Foundation’s Roles and Work:

  • Most respondents thought highly of the Foundation and its work. A small number said the process was difficult to understand or unclear.
  • Respondents believed that the funding priorities of the Foundation and their own priorities were significantly aligned.
  • Those who believed the Foundation played a variety of roles effectively increased since the 2005 survey

Foundation Outreach:

  • The Foundation was believed to be reaching the underserved of the state. A significant number, though smaller, held the belief that the Foundation was reaching the entire state.
  • To improve its visibility and outreach, some respondents suggested participation in more local events and presentations.
  • The Foundation’s web site informed the largest number of respondents about the Foundation, but other Foundation materials and suggestions from people with knowledge of the Foundation were also used.

Grant Management and Support:

  • The Foundation’s application and grants process generally worked well, with a small minority that indicated the process was difficult and could be simplified.
  • The Foundation’s evaluation and reporting requirements were viewed by most respondents as reasonable and clear.
  • All respondents valued meetings with Foundation staff.
  • Most grantee respondents had a good relationship with the Foundation, while most non-funded applicants indicated little if any relationship.

Foundation Materials and Services:

  • Most respondents thought highly of the Foundation and its work.

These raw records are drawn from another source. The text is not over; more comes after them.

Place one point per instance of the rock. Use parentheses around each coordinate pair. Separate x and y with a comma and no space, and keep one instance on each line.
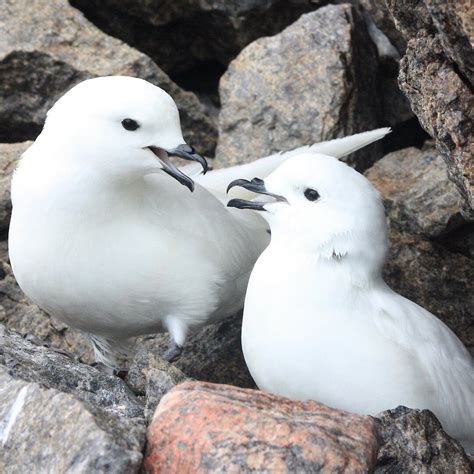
(433,277)
(416,190)
(181,34)
(314,81)
(436,76)
(414,441)
(44,430)
(37,67)
(214,354)
(9,156)
(17,313)
(54,369)
(201,427)
(151,376)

A small number said the process was difficult to understand or unclear.
  • Respondents believed that the funding priorities of the Foundation and their own priorities were significantly aligned.
  • Those who believed the Foundation played a variety of roles effectively increased since the 2005 survey
     

Conclusion:  In conclusion, several major themes emerged from the findings of the 2009 survey. The survey paints a picture of an organization that has become increasingly well-known and well regarded. It is seen as professional and forward thinking. Even among those who did not receive funds, 87% of their descriptive words were positive. At the same time, other words indicated a need for ongoing self-evaluation to avoid being difficult to understand or inaccessible.
 
For copies of the complete report, please contact Symone McClain, Director of Grants Management (404-653-0990, smcclain@healthcaregeorgia.org).
 
On behalf of Healthcare Georgia Foundation’s Board of Directors and Staff…thank you for your feedback and guidance in our pursuit of grantmaking excellence in health!
 

2003 and 2005 Grant Applicants Survey Results

In 2003, we conducted a survey of our grant applicants, aimed at understanding their experiences with our grantmaking process. By holding our own grantmaking process accountable, we hoped to gain important insight about how and where improvements could be made. We reported the results of the 2003 survey in our 2004 Annual Report: Advancing Health Policy.

In 2005, we reached out to our applicants once again to measure our progress and to find more opportunities to improve our grantmaking. Survey respondents told us that they want to hear more from us, and have more access to our staff. In addition, they indicated that they desired a more streamlined grant application process, including the ability to apply online.